A private lender that lends money for a quick-sale property value and protects the loan through securing the property as collateral is a hard money le...
A private lender that lends money for a quick-sale property value and protects the loan through securing the property as collateral is a hard money lender.
The best way to describe hard loans would be to call them short term cash loans that can last anywhere from three years to five years. Loans of this type will come with a much higher rate of interest because hard money lenders present greater flexibility and are not locked into the lending rules you will find with banks. Therefore, hard money lenders do not mind providing loans to borrowers that are a risk. This opens the door to higher interest rates that are in the neighborhood of 10% and 18%. A hard loan can often be approved within three days.
The most vital aspect of a hard loan deal is the very fast sale value of the property. The quick-sale value of the property would be the market price it can acquire if it is sold within 1-4 months from the date of the loan. Lenders are also aware of the fact that if the borrower defaults, the have access to the property so the hard loans will be structured up to about 70% of the property’s quick sale value. Other factors are present that will figure into the structuring of a hard loan and its interest rate:
Repayment ability of the borrower Risk profile of the borrower Present real estate market What type of applicant should obtain a hard loan and when those real estate investors with a lot of experience will stay on top of the market should look closer at a hard loan when a profitable buying opportunity arises. Entities with a lucrative offer but no available bank financing might wish to take advantage of a hard loan for the short-term to gain access to the opportunity. Anyone that wants to buy a home for the purpose of flipping or renovating it and then selling at a profit might wish to use a hard loan to pay for the repair work. Any person wanting to flip property could look to buy a foreclosure or other cheap homes and then sell them as quick as possible is advised to check out hard loan opportunities. Buy-to-let property investors can consider such loans if they have low credit scores.

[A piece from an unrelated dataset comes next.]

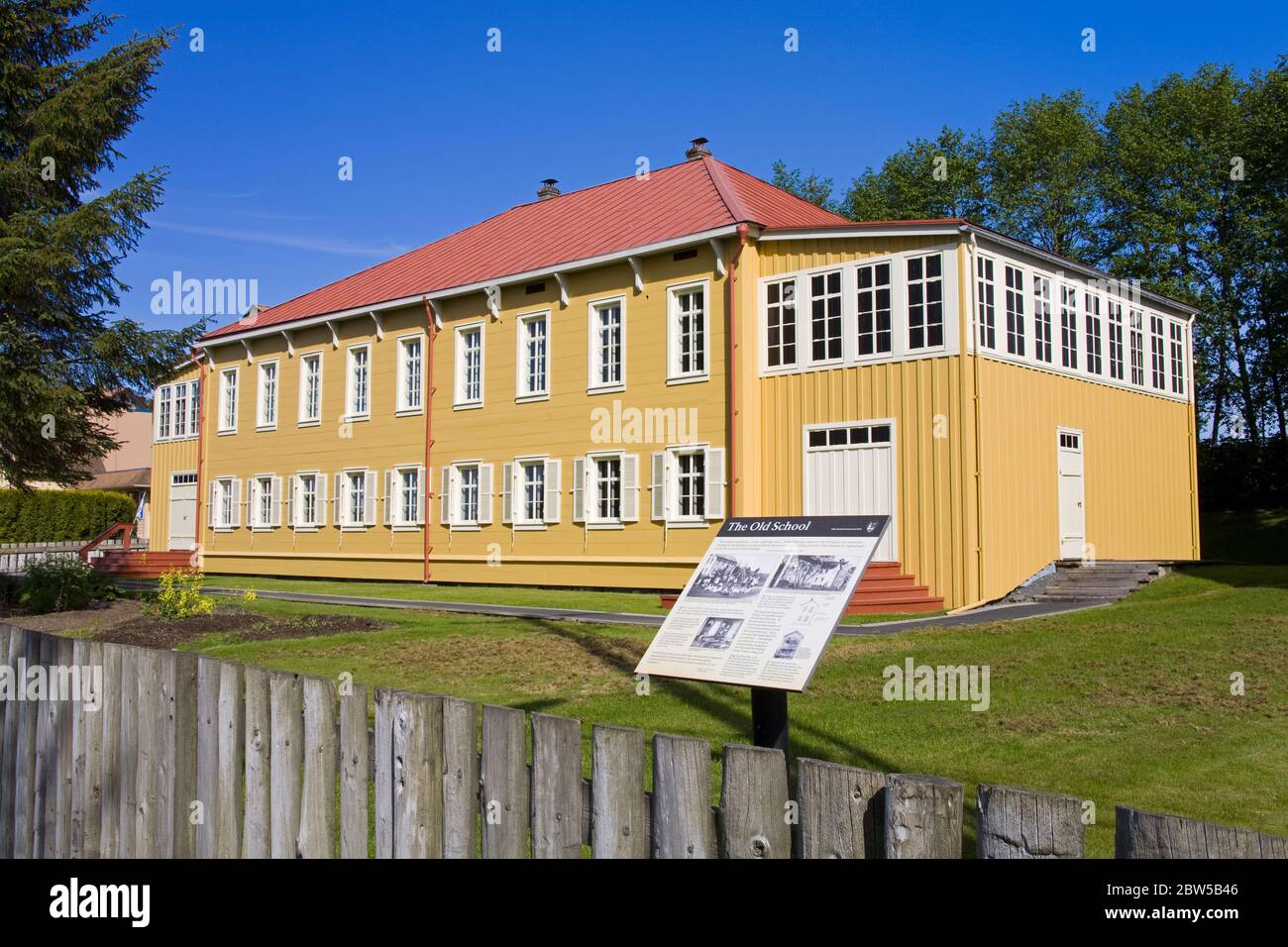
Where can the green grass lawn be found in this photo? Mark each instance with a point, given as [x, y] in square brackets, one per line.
[1125, 703]
[587, 599]
[1256, 536]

A few precautionary measures to weight before getting a hard loan
Borrowers must check the terms carefully and ensure that the loan fees, insurance, minimum loan duration, and prepayment charges, if any, do not eat into their profits.

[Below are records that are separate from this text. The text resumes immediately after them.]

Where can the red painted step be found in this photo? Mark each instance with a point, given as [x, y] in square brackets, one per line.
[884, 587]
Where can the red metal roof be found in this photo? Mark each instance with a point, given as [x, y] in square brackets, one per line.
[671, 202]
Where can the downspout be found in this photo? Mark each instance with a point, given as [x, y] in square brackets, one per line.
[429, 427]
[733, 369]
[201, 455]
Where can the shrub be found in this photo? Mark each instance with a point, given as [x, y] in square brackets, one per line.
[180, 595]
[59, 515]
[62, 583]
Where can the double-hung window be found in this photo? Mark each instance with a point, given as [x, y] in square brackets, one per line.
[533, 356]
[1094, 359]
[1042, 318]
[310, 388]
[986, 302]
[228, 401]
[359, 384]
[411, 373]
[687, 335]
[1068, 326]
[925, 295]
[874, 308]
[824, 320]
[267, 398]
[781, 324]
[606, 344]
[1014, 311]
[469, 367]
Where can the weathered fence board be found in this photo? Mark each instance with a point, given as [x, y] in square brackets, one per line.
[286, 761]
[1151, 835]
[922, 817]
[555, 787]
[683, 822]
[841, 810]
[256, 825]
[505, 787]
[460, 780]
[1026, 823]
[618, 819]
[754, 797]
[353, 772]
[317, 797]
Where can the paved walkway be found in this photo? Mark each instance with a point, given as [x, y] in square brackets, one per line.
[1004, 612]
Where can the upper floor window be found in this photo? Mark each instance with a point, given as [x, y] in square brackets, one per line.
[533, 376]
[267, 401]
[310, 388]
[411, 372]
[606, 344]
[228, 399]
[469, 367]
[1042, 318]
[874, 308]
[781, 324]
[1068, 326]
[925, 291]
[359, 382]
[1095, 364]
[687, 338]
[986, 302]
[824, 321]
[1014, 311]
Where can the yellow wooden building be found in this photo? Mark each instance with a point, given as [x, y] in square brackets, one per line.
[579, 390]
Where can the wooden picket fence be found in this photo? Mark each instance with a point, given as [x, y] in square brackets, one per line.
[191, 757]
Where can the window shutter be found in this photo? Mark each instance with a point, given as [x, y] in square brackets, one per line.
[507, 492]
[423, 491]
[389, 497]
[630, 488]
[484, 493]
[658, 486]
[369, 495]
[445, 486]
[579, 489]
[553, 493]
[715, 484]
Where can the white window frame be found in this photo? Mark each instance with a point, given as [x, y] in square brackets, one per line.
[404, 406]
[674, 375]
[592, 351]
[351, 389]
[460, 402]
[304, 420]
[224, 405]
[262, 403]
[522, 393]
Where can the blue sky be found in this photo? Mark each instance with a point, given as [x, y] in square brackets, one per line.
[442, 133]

Borrowers must be dead-sure of their repayment capabilities. If they default on the loan, they will find their homes in foreclosure listings.

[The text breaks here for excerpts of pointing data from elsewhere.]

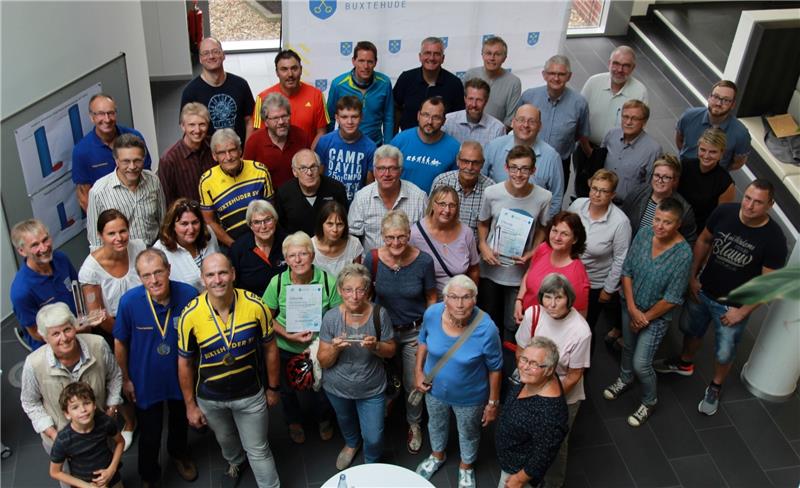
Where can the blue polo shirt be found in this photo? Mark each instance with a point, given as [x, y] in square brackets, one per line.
[92, 159]
[154, 376]
[694, 122]
[30, 291]
[422, 162]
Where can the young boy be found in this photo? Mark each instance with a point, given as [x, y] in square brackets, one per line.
[84, 442]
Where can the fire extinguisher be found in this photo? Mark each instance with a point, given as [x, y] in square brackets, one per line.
[195, 20]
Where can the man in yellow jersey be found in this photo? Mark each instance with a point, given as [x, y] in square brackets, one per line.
[223, 329]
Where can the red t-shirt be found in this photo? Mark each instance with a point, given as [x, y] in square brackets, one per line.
[541, 267]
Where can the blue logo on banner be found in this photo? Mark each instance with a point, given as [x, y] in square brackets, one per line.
[322, 9]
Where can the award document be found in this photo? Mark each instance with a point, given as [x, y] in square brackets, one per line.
[303, 308]
[511, 235]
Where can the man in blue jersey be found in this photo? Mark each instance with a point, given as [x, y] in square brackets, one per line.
[428, 151]
[346, 154]
[146, 348]
[372, 88]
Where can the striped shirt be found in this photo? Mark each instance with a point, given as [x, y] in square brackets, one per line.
[144, 207]
[227, 196]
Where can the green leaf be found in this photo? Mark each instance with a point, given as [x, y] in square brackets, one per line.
[782, 283]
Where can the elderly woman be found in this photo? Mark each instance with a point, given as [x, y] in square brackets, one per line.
[560, 253]
[705, 184]
[533, 422]
[654, 279]
[405, 286]
[186, 240]
[84, 357]
[257, 255]
[333, 245]
[556, 318]
[354, 339]
[608, 235]
[299, 253]
[468, 383]
[442, 235]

A short sale, the type of sale that involves selling where the value is way short of the liens on the property, might also lead to a host of problems. A default on a loan can lead to a major lawsuit.
Borrowers are well advised to look at the profile of the lender on the BBB and also to discuss the issue with reputable references.
The borrower should take the proper amount of time out to examine the real estate market before taking out any loans. If a crash appears possible, the plans to take out a loan must be addressed accordingly.
There’s nothing evil about a hard loan – in fact, the rate of interest on a hard loan is marginally more than the interest rate on a credit card. A hard loan can help you seize a profitable opportunity or tide over a difficult situation, and if you are a responsible and mature borrower who is not getting finance from conventional sources, then you must go for a hard loan.